So only the following people need do the Z255 Panel (because their placement on the tree is uncertain and needs clarification):
  • the 9 people who are currently ungrouped in the L2 MHT - see footnote (2)
  • Branch E - any one of the 3 members (G91, G75, G84) could do the test - this will tell us whether or not this Branch is more closely related to Branch B or Branch C
  • Branch F - one of G97 or G98 could do the test to confirm or refute their supposed close connection to G65 (371202, MGG)
So at the moment, the recommendation is for 11 people in total to take the YSEQ Z255 SNP Panel. I will be writing to these people individually over the course of the next week in order to organise funding and ordering of the new kits (they will have to swab again as it is a different company).

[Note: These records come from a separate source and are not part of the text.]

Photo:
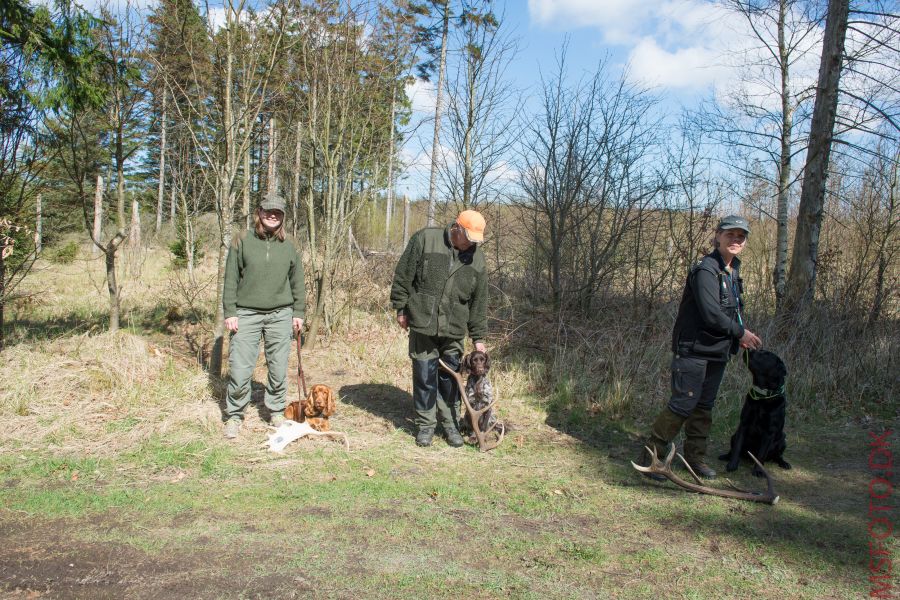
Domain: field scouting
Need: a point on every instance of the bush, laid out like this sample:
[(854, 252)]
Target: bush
[(179, 250), (64, 254)]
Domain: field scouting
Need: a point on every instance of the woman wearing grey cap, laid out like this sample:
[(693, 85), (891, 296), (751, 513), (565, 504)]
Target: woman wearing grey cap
[(709, 329), (264, 297)]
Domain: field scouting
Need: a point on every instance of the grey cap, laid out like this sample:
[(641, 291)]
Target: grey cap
[(272, 201), (734, 222)]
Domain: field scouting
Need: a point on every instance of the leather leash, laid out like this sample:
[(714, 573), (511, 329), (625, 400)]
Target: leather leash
[(300, 376)]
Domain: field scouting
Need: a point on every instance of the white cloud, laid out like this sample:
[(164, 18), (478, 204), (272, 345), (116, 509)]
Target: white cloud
[(422, 95), (616, 19), (671, 43), (681, 68)]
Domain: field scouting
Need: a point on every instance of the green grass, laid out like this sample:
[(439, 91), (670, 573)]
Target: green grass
[(128, 460)]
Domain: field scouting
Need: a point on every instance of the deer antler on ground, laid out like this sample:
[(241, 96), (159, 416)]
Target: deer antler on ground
[(493, 435), (658, 467), (291, 430)]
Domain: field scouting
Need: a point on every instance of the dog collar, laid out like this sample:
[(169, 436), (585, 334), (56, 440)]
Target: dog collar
[(758, 393)]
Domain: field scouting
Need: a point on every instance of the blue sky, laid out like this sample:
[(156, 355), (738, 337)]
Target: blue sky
[(676, 48)]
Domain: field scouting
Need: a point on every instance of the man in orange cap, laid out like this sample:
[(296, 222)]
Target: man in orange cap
[(440, 295)]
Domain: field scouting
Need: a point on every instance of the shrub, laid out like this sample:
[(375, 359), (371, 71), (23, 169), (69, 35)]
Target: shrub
[(179, 250), (65, 254)]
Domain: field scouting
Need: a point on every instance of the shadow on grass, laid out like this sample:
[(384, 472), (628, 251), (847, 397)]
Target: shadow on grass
[(28, 330), (382, 400)]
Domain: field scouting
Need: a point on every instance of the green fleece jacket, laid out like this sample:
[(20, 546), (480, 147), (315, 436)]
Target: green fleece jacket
[(442, 291), (263, 275)]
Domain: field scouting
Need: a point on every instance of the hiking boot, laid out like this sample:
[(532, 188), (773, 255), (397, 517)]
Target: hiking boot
[(425, 436), (232, 427), (702, 469), (696, 433), (453, 438)]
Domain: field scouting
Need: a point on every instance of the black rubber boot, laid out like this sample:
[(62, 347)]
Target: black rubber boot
[(448, 395), (453, 438), (425, 393), (696, 433), (664, 429)]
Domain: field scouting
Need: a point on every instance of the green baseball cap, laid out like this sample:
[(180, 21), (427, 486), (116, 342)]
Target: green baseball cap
[(733, 222), (272, 201)]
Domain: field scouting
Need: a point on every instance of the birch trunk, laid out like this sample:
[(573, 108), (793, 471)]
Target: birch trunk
[(38, 231), (389, 207), (161, 191), (784, 167), (246, 187), (405, 220), (98, 215), (435, 144)]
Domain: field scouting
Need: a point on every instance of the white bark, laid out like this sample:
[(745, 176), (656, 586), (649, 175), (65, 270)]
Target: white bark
[(37, 226), (98, 213)]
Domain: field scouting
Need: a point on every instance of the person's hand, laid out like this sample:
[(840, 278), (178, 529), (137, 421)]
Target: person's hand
[(750, 340)]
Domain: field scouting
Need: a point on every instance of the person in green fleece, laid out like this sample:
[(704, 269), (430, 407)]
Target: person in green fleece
[(264, 297), (440, 295)]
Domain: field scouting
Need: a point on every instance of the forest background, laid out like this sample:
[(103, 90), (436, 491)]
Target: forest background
[(137, 139)]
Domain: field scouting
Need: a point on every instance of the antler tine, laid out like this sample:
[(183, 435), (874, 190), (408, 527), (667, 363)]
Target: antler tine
[(484, 444), (665, 469)]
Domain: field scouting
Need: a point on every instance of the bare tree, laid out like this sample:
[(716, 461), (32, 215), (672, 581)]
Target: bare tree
[(346, 132), (764, 118), (482, 112), (802, 276), (585, 179)]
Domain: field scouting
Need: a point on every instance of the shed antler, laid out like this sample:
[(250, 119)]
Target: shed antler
[(657, 467), (493, 435)]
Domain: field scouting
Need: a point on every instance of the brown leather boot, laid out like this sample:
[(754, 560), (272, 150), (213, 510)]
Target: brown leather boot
[(696, 433), (663, 431)]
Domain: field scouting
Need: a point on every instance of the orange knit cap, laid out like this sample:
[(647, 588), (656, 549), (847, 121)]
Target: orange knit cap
[(473, 224)]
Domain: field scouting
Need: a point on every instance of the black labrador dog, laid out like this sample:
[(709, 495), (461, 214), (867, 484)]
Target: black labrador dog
[(761, 428)]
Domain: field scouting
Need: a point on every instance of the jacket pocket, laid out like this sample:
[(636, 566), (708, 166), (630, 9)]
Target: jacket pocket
[(421, 309), (687, 377), (711, 344)]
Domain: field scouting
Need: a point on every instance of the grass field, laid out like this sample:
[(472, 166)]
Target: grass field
[(115, 480)]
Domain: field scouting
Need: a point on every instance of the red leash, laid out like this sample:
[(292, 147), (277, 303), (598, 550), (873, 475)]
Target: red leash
[(300, 376)]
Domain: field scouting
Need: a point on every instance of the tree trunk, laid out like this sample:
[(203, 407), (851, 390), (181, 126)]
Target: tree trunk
[(295, 189), (2, 299), (189, 242), (784, 165), (246, 188), (98, 214), (435, 145), (272, 172), (111, 285), (38, 229), (161, 191), (225, 200), (405, 220), (135, 235), (802, 277)]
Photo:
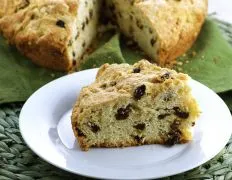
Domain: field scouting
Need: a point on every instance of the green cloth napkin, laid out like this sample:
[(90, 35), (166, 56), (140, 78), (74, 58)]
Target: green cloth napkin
[(209, 61)]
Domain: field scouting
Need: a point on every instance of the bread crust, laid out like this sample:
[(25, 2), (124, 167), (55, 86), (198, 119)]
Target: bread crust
[(36, 34), (177, 24)]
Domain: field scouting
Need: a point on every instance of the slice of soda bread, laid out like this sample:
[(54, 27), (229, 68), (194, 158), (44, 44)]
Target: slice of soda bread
[(130, 105)]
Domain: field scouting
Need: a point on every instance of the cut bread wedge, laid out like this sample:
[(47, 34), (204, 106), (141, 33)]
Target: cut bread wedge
[(131, 105)]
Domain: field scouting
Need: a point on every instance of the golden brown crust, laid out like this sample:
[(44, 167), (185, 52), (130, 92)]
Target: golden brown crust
[(177, 24), (34, 32)]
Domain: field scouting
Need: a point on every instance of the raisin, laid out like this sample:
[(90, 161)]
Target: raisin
[(139, 92), (181, 114), (74, 62), (175, 125), (94, 128), (87, 20), (83, 26), (165, 76), (152, 41), (174, 138), (119, 14), (91, 13), (70, 42), (60, 23), (140, 126), (162, 116), (138, 139), (167, 97), (79, 132), (103, 86), (77, 35), (112, 7), (113, 83), (32, 17), (136, 70), (123, 113)]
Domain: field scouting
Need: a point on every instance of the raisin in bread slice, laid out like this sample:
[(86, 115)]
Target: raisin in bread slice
[(163, 29), (130, 105), (52, 33)]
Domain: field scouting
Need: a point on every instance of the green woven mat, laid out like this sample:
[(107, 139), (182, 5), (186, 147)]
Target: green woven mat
[(17, 161)]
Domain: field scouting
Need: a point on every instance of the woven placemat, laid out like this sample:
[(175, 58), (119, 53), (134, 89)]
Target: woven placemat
[(17, 161)]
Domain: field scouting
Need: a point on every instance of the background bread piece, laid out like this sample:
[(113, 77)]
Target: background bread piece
[(51, 32), (164, 29), (130, 105)]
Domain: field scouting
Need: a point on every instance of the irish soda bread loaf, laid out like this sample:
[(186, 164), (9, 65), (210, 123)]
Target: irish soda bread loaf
[(56, 33), (130, 105), (164, 29), (52, 33)]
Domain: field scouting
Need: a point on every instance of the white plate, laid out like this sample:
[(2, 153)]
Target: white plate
[(45, 125)]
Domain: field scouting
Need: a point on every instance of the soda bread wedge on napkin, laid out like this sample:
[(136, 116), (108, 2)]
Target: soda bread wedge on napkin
[(164, 29), (131, 105), (56, 33)]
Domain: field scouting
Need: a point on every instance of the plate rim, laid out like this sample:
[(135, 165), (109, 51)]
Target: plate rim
[(93, 176)]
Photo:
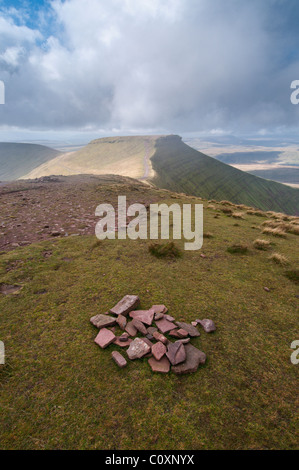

Phase 2 - SNP Block Testing
For those people whose sub-branch is easily predicted from their STR results, the Z255 SNP Panel is not necessary. Instead they can jump straight to single SNP testing to confirm which of the 6 major branches they belong to. Once this has been confirmed, the next step would be to test for any "phylo-equivalent SNPs" - in other words, SNPs that occur in the same "SNP block" ... and there are 4 of these in Lineage II, highlighted in the diagram below. This stage of the testing is likely to split these 4 blocks into smaller blocks or even single SNPs, and in this way the number of branches associated with Lineage II will increase, possibly to as many as 18 unique "Gleeson" branches.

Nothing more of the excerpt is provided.